Балетный артист Лопухов разработал план постановки балета «Мироздание» на музыку Бетховена. Хореографическим способом предполагается показать современную научную точку зрения на развитие мира
«Красная газета», 14 сентября 1922 года

Как вспоминали очевидцы, по окончании спектакля «вместо привычных аплодисментов воцарилась гробовая тишина. Зрительный зал не аплодировал, не смеялся, не свистел — он молчал». Возможно, шикавшие просто не досидели до финала.

Критиков, новых и старых, наблюдательных и пристрастных, имеющих личные счеты и признающих замысел интересным, объединяли два момента: неготовность воспринимать движения как движения, отказавшись от их дешифровки, и несогласие с тем, чтобы такие эксперименты показывали именно на этой сцене, насчет «академического», «прославленного» и «образцового» статуса которой снова восстановился консенсус. До анализа внутренних противоречий поставленных Лопуховым задач — выражать ли музыку Бетховена как таковую чистым танцем или же через нее выражать свою сверхзадачу,— в печати дело не дошло. На последовавшем вскоре за показом диспуте в Музее академических театров театровед Алексей Гвоздев и дирижер Анатолий Канкарович настаивали на «исключительно важном значении в истории хореографии создания танцсимфонии, являющейся поворотным пунктом, сдвигом в развитии форм танцевального искусства». Но на общей оторопи от увиденного это никак не сказалось и в прессу не попало. Второго показа «Танцсимфонии» не было.

подробность

В истории отечественного балета Федор Лопухов может считаться рекордсменом по количеству закрытых с одного просмотра спектаклей — кроме «Танцсимфонии» по одному представлению выдержали «Красный вихрь» Дешевова и «Болт» Шостаковича. Наконец, это Лопухов сочинил либретто (вместе с Адрианом Пиотровским) и поставил в ленинградском Малом оперном и в Большом театре балет «Светлый ручей» на музыку Шостаковича (1935), который был уничтожен передовицей «Правды» «Балетная фальшь». Но эта — вполне угрожавшая жизни — рана, кажется, с течением времени затянулась, а та, которую оставило снятие «Танцсимфонии», по-видимому, нет. На титульной странице рабочего экземпляра хореопартитуры «Танцсимфонии» Лопухов написал двусмысленное и беззащитное: «Те лица, которые оплевали в критических заметках „Танцсимфонию“, достойны будут плевка в лицо, если вздумают через ряд лет переменить свое мнение».

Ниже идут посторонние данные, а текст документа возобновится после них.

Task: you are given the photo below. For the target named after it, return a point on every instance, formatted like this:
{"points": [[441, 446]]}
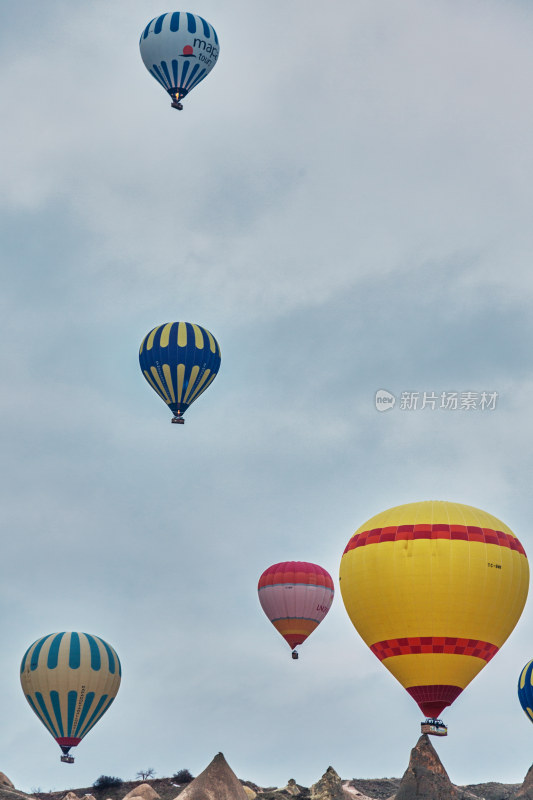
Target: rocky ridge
{"points": [[424, 779]]}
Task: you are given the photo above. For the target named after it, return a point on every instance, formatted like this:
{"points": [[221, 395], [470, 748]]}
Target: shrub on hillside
{"points": [[182, 776], [106, 781]]}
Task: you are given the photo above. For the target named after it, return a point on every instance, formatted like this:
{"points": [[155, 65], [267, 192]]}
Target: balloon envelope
{"points": [[295, 596], [525, 690], [70, 680], [179, 360], [179, 50], [434, 589]]}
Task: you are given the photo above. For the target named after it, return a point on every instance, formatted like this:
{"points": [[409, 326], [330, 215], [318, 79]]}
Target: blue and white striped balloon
{"points": [[179, 50], [70, 679]]}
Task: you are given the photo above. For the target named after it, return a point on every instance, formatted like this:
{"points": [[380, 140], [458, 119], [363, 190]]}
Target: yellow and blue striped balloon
{"points": [[70, 679], [179, 360], [525, 690]]}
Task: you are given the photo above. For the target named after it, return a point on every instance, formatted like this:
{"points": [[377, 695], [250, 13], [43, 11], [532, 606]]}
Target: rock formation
{"points": [[525, 792], [144, 791], [329, 787], [216, 782], [425, 777], [293, 788]]}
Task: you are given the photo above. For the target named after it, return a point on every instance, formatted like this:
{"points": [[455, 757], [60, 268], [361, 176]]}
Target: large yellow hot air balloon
{"points": [[434, 589], [70, 679]]}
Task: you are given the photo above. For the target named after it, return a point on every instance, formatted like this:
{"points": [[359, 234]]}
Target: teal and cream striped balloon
{"points": [[70, 679]]}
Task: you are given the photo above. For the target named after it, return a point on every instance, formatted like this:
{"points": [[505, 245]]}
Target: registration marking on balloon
{"points": [[434, 589]]}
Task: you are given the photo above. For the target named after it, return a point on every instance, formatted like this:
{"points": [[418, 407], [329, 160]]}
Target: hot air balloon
{"points": [[295, 596], [525, 690], [70, 680], [179, 50], [434, 589], [179, 360]]}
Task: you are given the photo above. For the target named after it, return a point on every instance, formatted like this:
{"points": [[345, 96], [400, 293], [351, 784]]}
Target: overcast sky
{"points": [[346, 204]]}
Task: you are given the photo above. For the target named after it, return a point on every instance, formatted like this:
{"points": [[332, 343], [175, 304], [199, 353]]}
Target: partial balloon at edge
{"points": [[525, 690], [179, 50], [434, 589], [179, 360], [295, 596]]}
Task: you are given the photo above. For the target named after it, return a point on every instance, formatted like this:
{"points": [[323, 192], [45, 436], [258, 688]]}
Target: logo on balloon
{"points": [[384, 400]]}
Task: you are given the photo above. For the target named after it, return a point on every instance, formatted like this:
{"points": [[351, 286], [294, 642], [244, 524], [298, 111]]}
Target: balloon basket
{"points": [[434, 727]]}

Поспешное снятие «Величия мироздания» с репертуара ГАТОБ похоронило планы Лопухова взяться за Пятую симфонию Бетховена, Четвертую симфонию Чайковского, «Фауст-симфонию» Листа и т.д. Впрочем, пост балетмейстера ГАТОБ Лопухов не потерял, а сам театр из-за своих традиций, среды и удаленности от Москвы вплоть до начала войны оставался сценой, где можно было экспериментировать в разных жанрах, кроме этого. Именно здесь в 1940 году другой участник «Танцсимфонии», Леонид Лавровский, поставит шедевр драмбалета «Ромео и Джульетту».

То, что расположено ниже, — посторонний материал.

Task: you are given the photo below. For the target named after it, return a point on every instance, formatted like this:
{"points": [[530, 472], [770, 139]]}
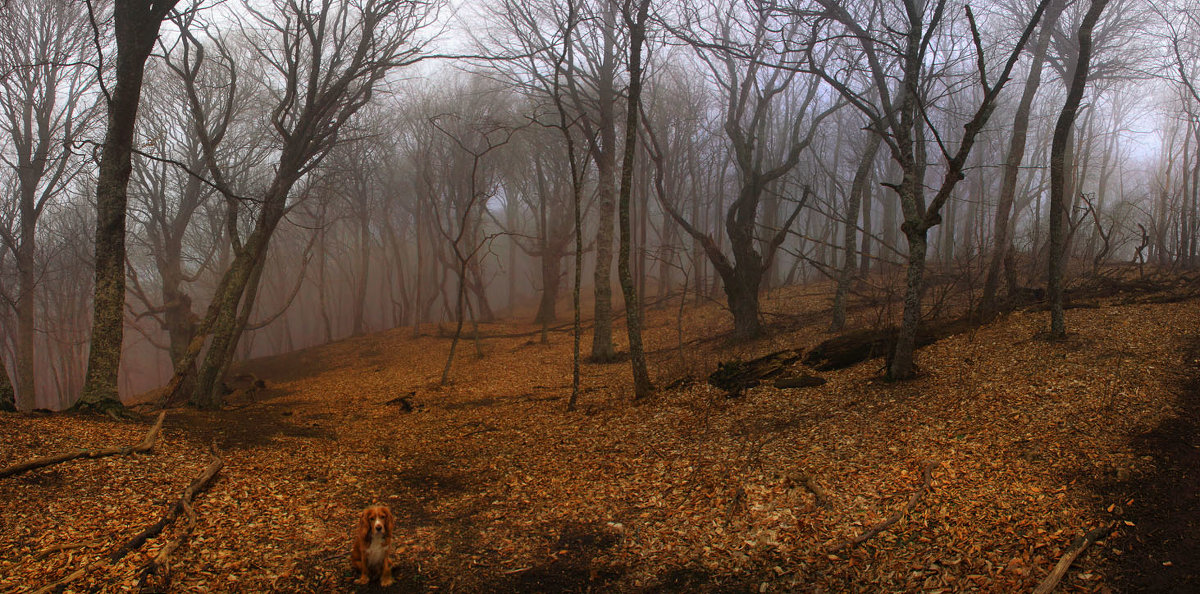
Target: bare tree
{"points": [[1057, 169], [766, 144], [636, 24], [892, 70], [322, 61], [136, 25], [1001, 232], [45, 107]]}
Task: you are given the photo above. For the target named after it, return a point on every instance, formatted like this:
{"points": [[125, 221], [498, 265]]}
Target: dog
{"points": [[372, 546]]}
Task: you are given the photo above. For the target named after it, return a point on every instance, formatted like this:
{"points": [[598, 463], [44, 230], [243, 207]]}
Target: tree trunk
{"points": [[7, 399], [136, 25], [742, 289], [551, 281], [606, 163], [601, 336], [27, 385], [858, 192], [1057, 171], [360, 288], [642, 385], [903, 358]]}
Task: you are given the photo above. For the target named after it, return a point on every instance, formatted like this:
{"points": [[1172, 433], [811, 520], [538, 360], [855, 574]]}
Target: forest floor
{"points": [[496, 487]]}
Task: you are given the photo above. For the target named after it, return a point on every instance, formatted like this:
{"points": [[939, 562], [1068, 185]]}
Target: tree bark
{"points": [[858, 193], [603, 349], [642, 385], [903, 358], [1057, 171], [136, 25], [551, 281], [7, 399]]}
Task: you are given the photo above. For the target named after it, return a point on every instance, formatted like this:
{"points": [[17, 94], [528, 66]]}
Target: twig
{"points": [[1073, 552], [57, 459], [810, 484], [928, 474], [180, 507]]}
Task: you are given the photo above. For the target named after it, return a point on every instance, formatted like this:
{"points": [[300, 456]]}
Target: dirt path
{"points": [[1161, 552], [497, 489]]}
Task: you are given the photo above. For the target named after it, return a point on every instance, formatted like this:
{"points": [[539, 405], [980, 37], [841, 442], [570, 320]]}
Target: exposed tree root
{"points": [[57, 459]]}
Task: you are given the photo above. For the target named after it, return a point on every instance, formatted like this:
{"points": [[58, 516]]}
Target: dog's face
{"points": [[375, 522]]}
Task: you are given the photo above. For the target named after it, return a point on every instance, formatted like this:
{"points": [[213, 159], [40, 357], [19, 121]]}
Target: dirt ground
{"points": [[496, 487]]}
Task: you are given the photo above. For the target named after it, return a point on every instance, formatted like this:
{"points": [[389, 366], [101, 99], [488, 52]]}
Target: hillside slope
{"points": [[497, 489]]}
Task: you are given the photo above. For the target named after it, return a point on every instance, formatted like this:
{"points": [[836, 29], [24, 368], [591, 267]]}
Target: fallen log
{"points": [[928, 475], [57, 459], [181, 507], [1069, 557], [858, 346]]}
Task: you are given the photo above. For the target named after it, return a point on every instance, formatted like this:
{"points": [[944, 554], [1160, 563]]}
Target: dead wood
{"points": [[183, 505], [811, 485], [736, 377], [858, 346], [928, 477], [1072, 553], [57, 459]]}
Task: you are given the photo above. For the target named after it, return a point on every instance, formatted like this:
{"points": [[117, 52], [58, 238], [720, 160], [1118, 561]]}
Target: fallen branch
{"points": [[928, 474], [810, 484], [181, 507], [75, 575], [45, 461], [1069, 557]]}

В 1930-е годы в советском искусстве утвердится идея о том, что бессюжетность — явление идеологически опасное и ущербное. Тогда же в СССР будет закрыта любая возможность для экспериментов с чистой танцевальной формой. Зато бессюжетный балет необычайно расцветет на Западе. Туда, к примеру, уже в 1924 году уедет Джордж Баланчин, который сделает принцип «видеть музыку, слушать танец» краеугольным камнем своей собственной балетной эстетики.